文京・関口のコミュニティースペース「我楽田工房」(文京区関口1)が6月10日、地方の地域資源を生かした商品を学生が開発する「地域共創プロジェクト」を始めた。
同社は2014(平成26)年から、文京区を拠点に、全国50以上の地域とさまざまな共創プロジェクトに取り組み、夏祭り「文京思い出横丁」では地域物産コーナーを担当して地方と学生をつないできた。今年からは地域おこし協力隊の伴走支援にも力を入れており、今回の取り組みもその一環で始めた。
今回、北海道むかわ町、香川県三木町の地域おこし協力隊と早稲田大学マーケティング研究会が商品開発で手を組む。同研究会との連携は2年目で、昨年は提案が中心だったが、今回は開発・販売まで担う形でプロジェクトに踏み込む。当日開いたプロジェクトの説明会には早大生と高校生合わせて8人が参加し、香川・北海道ともオンラインで結び、2つの商品を紹介した。
一つは三木町産のイチゴ「女峰(にょほう)」を使った商品開発。女峰は1985(昭和60)年ごろに登場し、かつてショートケーキの多くに使われた加工向きの品種。
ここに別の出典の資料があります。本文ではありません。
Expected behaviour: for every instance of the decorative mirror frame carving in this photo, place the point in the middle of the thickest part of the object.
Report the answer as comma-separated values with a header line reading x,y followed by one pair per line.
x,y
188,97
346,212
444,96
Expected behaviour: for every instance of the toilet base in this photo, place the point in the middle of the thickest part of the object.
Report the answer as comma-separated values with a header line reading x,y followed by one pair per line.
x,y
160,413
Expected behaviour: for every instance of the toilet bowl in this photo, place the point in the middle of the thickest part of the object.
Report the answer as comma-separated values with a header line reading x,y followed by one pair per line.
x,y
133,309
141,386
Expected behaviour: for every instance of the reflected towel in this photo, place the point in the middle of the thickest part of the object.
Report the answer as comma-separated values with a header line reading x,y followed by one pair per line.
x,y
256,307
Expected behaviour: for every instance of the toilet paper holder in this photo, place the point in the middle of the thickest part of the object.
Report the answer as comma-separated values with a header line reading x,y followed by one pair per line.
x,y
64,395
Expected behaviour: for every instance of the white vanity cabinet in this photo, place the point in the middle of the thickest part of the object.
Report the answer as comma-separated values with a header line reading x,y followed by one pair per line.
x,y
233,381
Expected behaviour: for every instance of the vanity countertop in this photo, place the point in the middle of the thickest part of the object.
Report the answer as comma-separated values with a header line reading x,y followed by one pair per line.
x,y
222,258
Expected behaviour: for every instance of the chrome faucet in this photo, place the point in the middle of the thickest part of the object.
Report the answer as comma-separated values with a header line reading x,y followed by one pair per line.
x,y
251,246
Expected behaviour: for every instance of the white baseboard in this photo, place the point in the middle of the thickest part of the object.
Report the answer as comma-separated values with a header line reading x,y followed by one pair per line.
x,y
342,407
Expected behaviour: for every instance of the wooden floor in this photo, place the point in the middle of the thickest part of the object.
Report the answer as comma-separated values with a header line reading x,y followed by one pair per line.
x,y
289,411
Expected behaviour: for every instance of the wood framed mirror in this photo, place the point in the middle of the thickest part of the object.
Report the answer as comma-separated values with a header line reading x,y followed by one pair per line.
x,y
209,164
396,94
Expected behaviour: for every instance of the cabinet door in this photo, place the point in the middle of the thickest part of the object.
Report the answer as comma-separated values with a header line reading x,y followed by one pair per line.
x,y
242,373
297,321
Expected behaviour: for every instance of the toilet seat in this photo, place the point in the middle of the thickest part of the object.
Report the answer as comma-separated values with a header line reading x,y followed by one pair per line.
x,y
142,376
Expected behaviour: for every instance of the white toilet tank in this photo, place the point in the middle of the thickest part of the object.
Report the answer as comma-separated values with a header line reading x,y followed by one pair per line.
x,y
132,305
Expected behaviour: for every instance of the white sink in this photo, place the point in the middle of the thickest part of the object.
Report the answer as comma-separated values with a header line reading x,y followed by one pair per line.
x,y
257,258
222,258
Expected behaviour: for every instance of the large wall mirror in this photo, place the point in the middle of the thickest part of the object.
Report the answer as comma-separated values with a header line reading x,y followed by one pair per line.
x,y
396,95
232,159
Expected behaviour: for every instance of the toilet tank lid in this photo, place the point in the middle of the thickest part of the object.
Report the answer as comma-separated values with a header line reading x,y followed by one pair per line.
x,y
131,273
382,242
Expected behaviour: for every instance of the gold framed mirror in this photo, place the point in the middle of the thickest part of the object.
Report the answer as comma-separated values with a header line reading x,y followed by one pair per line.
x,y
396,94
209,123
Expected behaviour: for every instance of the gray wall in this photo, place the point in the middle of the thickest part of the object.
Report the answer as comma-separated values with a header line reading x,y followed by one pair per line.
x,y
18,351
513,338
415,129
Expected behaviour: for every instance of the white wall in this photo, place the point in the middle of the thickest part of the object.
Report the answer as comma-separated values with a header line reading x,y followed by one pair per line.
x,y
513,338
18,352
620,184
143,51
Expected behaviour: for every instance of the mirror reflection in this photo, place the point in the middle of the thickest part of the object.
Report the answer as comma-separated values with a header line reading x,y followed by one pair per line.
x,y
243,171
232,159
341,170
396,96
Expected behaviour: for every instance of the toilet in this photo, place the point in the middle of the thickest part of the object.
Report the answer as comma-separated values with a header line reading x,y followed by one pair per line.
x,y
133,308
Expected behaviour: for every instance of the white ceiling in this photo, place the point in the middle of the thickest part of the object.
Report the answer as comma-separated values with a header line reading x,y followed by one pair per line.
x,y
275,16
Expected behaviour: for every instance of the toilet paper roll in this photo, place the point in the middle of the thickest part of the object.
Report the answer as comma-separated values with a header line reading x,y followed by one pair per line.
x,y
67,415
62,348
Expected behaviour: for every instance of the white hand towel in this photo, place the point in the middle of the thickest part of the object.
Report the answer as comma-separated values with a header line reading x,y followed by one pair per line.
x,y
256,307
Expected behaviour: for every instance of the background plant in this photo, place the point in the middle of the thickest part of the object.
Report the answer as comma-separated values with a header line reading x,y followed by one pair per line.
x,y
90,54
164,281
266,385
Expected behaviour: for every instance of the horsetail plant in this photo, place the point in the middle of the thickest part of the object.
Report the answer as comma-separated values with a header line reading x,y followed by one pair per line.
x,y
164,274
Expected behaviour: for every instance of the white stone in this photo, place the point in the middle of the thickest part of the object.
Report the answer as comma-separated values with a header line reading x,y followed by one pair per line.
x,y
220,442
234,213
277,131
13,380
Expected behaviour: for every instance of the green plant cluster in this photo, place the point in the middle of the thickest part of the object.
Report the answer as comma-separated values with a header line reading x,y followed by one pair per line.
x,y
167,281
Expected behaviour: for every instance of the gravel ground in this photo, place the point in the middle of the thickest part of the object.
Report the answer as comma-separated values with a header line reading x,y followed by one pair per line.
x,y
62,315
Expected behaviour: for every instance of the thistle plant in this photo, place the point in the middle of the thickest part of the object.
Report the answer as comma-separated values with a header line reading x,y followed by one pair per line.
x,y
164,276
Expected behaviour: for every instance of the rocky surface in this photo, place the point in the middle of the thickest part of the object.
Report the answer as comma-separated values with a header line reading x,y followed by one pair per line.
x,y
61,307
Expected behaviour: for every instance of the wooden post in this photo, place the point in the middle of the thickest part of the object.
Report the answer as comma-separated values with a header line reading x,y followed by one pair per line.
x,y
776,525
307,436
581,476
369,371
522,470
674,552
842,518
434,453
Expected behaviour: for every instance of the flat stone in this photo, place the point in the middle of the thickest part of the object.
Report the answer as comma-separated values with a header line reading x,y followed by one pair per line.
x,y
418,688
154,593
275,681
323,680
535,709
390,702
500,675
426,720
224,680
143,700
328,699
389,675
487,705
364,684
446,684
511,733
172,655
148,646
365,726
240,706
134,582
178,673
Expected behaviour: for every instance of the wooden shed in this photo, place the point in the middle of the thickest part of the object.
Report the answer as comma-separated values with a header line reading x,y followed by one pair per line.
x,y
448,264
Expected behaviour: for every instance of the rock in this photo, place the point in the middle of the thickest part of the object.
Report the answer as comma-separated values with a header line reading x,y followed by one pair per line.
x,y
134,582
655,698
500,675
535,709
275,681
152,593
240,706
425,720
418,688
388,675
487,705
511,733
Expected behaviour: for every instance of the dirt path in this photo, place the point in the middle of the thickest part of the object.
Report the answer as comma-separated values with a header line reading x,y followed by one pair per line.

三木町地域おこし協力隊の石山直樹さんは「旬を過ぎた夏にも多くの人に女峰を知ってもらえるよう、冷凍イチゴを使った商品を学生と作りたい」と意気込み、イチゴを生産する「あぐりぼん」(香川県三木町)の小山恵社長は「6月のイチゴを冷凍保存して8月に東京で披露したい。こだわりを持って女峰を守る生産者の存在も知ってもらいたい」と話す。
もう一つは、むかわ町の木材を使った「ウッドレジン」の商品開発。木と樹脂を合わせたコースターやピアスなどを作り、町のふるさと納税返礼品化を目指す。7月上旬の申請に向け、今月中に商品アイデアを固める。むかわ町地域おこし協力隊でウッドレジン作家の三上彩加さんは「天然の木を使うため木目は一つとして同じものはなく、形が同じでも唯一無二の作品になる。若い世代にも木のぬくもりの良さを感じてもらえる作品を作り上げたい」と話す。
同研究会でプロジェクトリーダーを務める同大2年の小澤諒さんは「商品企画から開発、販売まで一連の流れを体験できる、学生にとって非常に貴重な機会。単なるサークル活動にとどまらず、地域の皆さんとの交流を通じてまちづくりや地域の活性化に少しでも貢献できれば」と意気込む。昨年の地方創生プロジェクトで培った経験を生かして参加学生へのアドバイスにも取り組む。
早大生は2チームに分かれ、6月中旬に試作を始める。商品は8月23日、小石川の傳通院(でんづういん)で開く「文京思い出横丁」で販売する。